Quizás fue lo último que escribió o dictó. Poco después de eso, en cuanto estuvo en condiciones de recibir visitas, fui a verlo al hospital. Estaba firme, como siempre, pero por primera vez lo vi un poco desesperado. Creo que intuía, o sabía, que la operación no había tenido el éxito que él necesitaba y todos queríamos que tuviera. Pero esta nota no se escribe para tristezas, sino para recordar a un amigo alegre y bueno siempre. Añado apenas un detalle —anunciado en el título— que tiene que ver con una fotografía, la que acompaña la “Nota de vida” en esta artesa (http://luistoledosande.
Esa pieza, que conservo, tiene un gran sentido: simboliza la bandera de la Segunda República Española. No hay que decir más. Tiene también una pequeña historia: me la regaló el republicano Quintín Cabrera, y la utilicé en un momento que tuvo o tiene para mí una significación particular. La primera vez que viajé a España, hace casi veinticinco años, mis hijas eran pequeñísimas, y, aunque por distintos motivos —incluidos los familiares— habían oído hablar de aquel país, se quedaron boquiabiertas cuando en vísperas de mi viaje supieron que allí había un rey y una reina, algo que a ellas les parecía cosa de cuentos de hadas. Maravilladas con la noticia de que aún pudieran ser parte de la realidad, me dijeron que, como único regalo, querían una foto del rey y la reina de España.
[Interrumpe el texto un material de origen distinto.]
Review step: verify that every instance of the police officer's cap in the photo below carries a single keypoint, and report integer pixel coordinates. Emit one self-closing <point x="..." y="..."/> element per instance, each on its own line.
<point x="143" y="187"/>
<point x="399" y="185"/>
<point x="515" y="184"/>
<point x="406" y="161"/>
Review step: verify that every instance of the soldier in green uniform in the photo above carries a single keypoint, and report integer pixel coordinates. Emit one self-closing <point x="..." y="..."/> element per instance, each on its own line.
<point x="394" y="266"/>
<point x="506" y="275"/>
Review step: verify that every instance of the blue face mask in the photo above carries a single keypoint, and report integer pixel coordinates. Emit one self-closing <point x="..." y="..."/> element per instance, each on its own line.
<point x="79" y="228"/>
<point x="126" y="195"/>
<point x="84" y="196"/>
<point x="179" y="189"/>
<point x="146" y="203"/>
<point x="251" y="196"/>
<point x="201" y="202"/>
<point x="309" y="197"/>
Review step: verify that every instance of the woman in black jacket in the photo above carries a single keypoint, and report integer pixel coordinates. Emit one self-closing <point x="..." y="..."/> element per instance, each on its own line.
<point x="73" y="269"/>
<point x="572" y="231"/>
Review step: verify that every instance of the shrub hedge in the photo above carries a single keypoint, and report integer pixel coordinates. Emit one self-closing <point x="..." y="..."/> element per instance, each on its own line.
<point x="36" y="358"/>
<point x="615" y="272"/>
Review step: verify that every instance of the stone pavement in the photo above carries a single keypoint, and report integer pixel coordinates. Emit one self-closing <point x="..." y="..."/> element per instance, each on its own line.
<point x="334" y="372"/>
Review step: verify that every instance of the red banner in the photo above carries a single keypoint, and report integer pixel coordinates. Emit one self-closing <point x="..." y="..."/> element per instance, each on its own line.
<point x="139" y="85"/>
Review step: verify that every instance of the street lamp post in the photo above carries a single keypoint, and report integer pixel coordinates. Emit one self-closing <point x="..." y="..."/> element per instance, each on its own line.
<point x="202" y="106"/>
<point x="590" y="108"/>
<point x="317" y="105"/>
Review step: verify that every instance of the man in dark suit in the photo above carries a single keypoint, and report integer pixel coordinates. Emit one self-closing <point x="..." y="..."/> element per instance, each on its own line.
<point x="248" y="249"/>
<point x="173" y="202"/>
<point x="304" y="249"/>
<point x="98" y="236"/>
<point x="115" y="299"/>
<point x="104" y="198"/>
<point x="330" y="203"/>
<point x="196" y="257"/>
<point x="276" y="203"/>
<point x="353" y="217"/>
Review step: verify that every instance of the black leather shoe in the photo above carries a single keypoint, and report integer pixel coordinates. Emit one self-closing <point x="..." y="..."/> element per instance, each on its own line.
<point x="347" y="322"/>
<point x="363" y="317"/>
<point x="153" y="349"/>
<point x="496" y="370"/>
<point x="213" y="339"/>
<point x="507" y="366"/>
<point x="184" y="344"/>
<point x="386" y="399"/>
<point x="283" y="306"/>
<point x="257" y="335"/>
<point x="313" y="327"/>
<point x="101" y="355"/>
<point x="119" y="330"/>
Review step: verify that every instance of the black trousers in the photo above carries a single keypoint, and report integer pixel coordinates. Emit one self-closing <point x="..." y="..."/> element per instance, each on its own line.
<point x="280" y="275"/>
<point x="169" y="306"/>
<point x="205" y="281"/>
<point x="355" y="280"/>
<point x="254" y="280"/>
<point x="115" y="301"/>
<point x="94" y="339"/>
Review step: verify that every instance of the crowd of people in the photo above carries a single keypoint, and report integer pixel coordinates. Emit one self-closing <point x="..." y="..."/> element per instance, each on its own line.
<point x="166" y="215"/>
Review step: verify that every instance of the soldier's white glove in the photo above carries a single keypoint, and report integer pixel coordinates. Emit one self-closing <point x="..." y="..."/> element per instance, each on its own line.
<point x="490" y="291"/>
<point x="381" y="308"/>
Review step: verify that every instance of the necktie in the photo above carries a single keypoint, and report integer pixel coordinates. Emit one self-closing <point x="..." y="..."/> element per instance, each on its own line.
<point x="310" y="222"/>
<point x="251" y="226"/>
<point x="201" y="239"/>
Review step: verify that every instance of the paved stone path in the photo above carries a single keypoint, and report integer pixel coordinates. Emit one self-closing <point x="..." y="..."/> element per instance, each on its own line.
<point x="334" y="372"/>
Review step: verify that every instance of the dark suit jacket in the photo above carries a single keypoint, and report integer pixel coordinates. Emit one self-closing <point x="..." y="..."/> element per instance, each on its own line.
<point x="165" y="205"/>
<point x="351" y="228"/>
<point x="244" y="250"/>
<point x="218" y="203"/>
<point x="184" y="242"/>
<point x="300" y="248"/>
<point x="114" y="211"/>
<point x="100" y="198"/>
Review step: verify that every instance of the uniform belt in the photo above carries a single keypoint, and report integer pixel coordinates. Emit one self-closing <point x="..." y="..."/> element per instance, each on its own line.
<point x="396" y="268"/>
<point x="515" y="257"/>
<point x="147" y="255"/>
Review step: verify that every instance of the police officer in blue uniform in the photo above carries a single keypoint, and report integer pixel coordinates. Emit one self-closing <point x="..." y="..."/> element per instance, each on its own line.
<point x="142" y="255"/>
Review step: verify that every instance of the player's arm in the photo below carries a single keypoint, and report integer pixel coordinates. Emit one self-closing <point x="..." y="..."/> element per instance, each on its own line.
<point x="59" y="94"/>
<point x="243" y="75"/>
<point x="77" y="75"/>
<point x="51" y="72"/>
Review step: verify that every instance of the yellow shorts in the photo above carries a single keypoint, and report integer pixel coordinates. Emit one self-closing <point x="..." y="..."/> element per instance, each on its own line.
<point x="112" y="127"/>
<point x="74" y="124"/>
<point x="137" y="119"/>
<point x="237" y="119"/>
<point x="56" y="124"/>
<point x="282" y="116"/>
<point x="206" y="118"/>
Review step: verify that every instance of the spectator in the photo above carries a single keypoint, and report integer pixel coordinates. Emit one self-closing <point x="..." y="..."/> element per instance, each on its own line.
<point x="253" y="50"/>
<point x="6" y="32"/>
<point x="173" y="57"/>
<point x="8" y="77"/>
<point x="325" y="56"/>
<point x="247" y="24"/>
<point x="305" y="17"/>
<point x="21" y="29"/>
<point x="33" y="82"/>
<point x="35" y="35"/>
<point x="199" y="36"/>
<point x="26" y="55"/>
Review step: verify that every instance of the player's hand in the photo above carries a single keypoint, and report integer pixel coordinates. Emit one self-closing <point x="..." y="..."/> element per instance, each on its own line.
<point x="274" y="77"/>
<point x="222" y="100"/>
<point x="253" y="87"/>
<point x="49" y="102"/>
Tomé el pedido con la jocosidad natural en esos casos, sin imaginarme que alguna vez, años más tarde, tendría ocasión de ver de cerca, e incluso tomarles fotos yo mismo, a aquellos monarcas. Menos aún sospechaba que alguna vez pudiera tener una foto mía con uno de ellos, aunque no se me ocurre exhibirla —hay quienes lo hacen: con su derecho, dirán— ni en una pared de mi casa ni en la oficina, ni en la pantalla de mi computadora… en ninguna parte. Para el encuentro con el rey, en circunstancias que no viene al caso relatar, me puse por dentro de la indumentaria protocolar el pin republicano que me había regalado Quintín, y, por supuesto, desde el primer momento decidí que no le haría reverencia alguna al monarca. Respeto el derecho de cada quien a hacérsela, pero tenía y tengo mis razones para no bajar ante él la cabeza, y menos aún pegarme la barbilla al ombligo. De hacerlo, por lo menos me habría sentido obligado, para empezar, a destruir una a una las páginas que he escrito acerca de José Martí.
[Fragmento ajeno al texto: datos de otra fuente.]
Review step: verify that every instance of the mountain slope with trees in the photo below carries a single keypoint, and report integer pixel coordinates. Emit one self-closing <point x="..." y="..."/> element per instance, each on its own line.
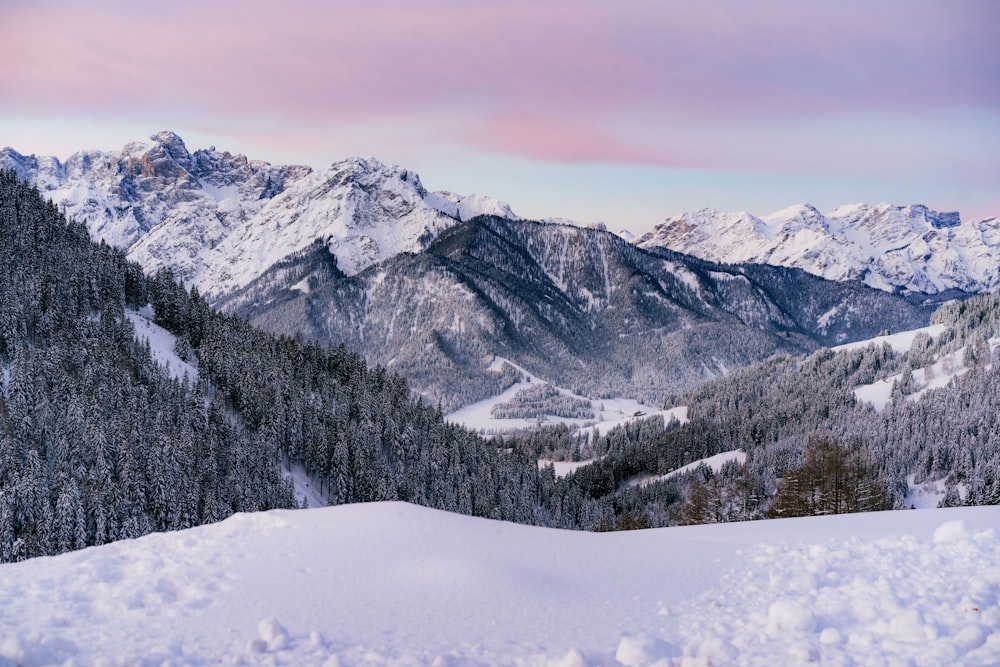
<point x="579" y="307"/>
<point x="98" y="442"/>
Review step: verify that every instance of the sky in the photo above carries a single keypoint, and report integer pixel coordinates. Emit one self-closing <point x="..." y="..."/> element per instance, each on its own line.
<point x="624" y="112"/>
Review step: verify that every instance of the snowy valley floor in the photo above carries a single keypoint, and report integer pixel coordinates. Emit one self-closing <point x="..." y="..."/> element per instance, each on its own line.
<point x="394" y="584"/>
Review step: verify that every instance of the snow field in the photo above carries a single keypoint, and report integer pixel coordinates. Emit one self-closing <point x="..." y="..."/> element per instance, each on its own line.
<point x="161" y="343"/>
<point x="394" y="584"/>
<point x="609" y="412"/>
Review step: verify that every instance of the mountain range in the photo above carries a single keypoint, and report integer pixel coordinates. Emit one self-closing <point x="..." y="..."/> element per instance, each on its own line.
<point x="904" y="248"/>
<point x="437" y="286"/>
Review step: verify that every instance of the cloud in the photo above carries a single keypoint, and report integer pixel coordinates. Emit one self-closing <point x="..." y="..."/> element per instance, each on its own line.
<point x="721" y="84"/>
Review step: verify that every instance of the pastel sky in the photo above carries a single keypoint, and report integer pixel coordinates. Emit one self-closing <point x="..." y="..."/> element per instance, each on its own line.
<point x="624" y="112"/>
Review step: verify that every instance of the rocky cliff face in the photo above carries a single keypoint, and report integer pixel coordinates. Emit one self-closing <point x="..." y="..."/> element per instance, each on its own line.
<point x="909" y="248"/>
<point x="580" y="307"/>
<point x="219" y="220"/>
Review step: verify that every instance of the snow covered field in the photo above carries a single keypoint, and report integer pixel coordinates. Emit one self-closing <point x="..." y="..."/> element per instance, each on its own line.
<point x="395" y="584"/>
<point x="608" y="412"/>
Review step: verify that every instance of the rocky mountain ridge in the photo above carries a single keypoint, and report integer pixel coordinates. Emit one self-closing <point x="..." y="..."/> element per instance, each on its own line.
<point x="218" y="220"/>
<point x="906" y="248"/>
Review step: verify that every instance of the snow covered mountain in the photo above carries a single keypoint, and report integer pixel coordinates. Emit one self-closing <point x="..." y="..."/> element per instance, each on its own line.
<point x="577" y="306"/>
<point x="911" y="248"/>
<point x="219" y="221"/>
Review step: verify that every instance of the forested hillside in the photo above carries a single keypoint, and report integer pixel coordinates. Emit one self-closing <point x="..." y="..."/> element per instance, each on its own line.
<point x="98" y="442"/>
<point x="812" y="445"/>
<point x="579" y="307"/>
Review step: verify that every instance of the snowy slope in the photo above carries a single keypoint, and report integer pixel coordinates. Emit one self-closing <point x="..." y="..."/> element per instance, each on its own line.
<point x="608" y="413"/>
<point x="220" y="220"/>
<point x="394" y="584"/>
<point x="888" y="247"/>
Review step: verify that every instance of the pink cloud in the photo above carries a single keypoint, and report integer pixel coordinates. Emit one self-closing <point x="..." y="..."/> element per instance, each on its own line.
<point x="707" y="85"/>
<point x="321" y="60"/>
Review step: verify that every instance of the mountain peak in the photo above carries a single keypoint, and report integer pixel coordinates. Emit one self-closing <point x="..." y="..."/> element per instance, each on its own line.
<point x="912" y="248"/>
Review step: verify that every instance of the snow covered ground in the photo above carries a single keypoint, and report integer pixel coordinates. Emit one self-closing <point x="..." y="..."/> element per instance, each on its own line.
<point x="608" y="412"/>
<point x="395" y="584"/>
<point x="162" y="344"/>
<point x="899" y="342"/>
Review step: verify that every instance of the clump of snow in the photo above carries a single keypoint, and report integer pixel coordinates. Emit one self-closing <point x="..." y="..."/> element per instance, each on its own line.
<point x="952" y="531"/>
<point x="790" y="616"/>
<point x="642" y="649"/>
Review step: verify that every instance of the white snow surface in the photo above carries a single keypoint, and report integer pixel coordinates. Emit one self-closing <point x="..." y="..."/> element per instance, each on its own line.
<point x="886" y="246"/>
<point x="220" y="220"/>
<point x="608" y="412"/>
<point x="162" y="344"/>
<point x="899" y="342"/>
<point x="714" y="462"/>
<point x="396" y="584"/>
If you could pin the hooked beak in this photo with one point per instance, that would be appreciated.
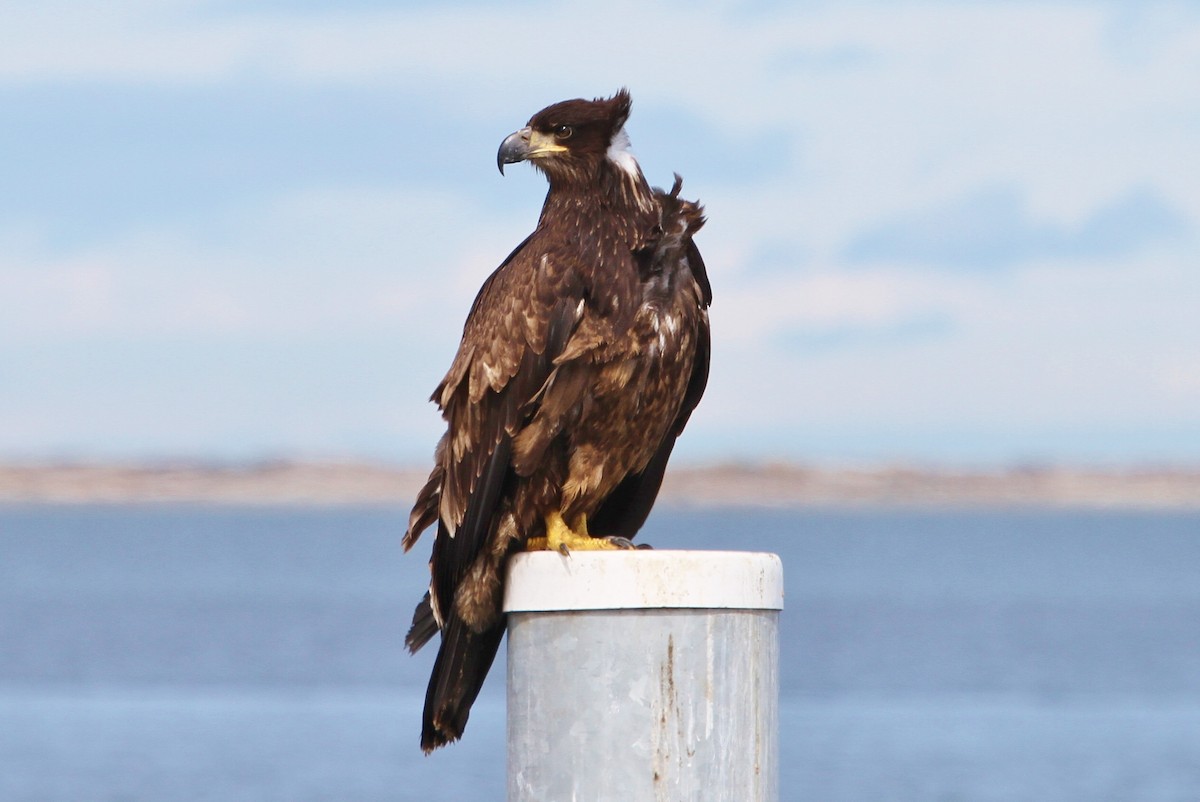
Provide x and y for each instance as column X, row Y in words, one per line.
column 525, row 144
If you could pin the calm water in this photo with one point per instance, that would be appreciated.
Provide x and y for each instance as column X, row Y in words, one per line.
column 199, row 653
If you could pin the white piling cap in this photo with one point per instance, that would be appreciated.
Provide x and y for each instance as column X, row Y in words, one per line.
column 643, row 579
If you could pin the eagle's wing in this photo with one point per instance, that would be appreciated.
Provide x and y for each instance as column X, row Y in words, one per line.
column 520, row 322
column 627, row 508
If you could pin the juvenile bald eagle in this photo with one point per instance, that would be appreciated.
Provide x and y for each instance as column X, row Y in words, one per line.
column 581, row 360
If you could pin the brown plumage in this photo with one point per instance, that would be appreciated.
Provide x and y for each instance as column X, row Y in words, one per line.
column 581, row 360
Otras cosas podría decir ahora de la foto —autorretrato hecho con un fin alegre y entrañable: podría merecer otro comentario— en que aparece el pin mencionado. Pero me limito a contar esa anécdota, que concierne a un símbolo de la Segunda República Española. A ella, mostrando a menudo los colores de la bandera en los escenarios donde actuaba, rindió tributo Quintín en distintos momentos. Tengámoslo presente en esta nota, escrita como recordación de un buen hermano en el segundo aniversario de su muerte.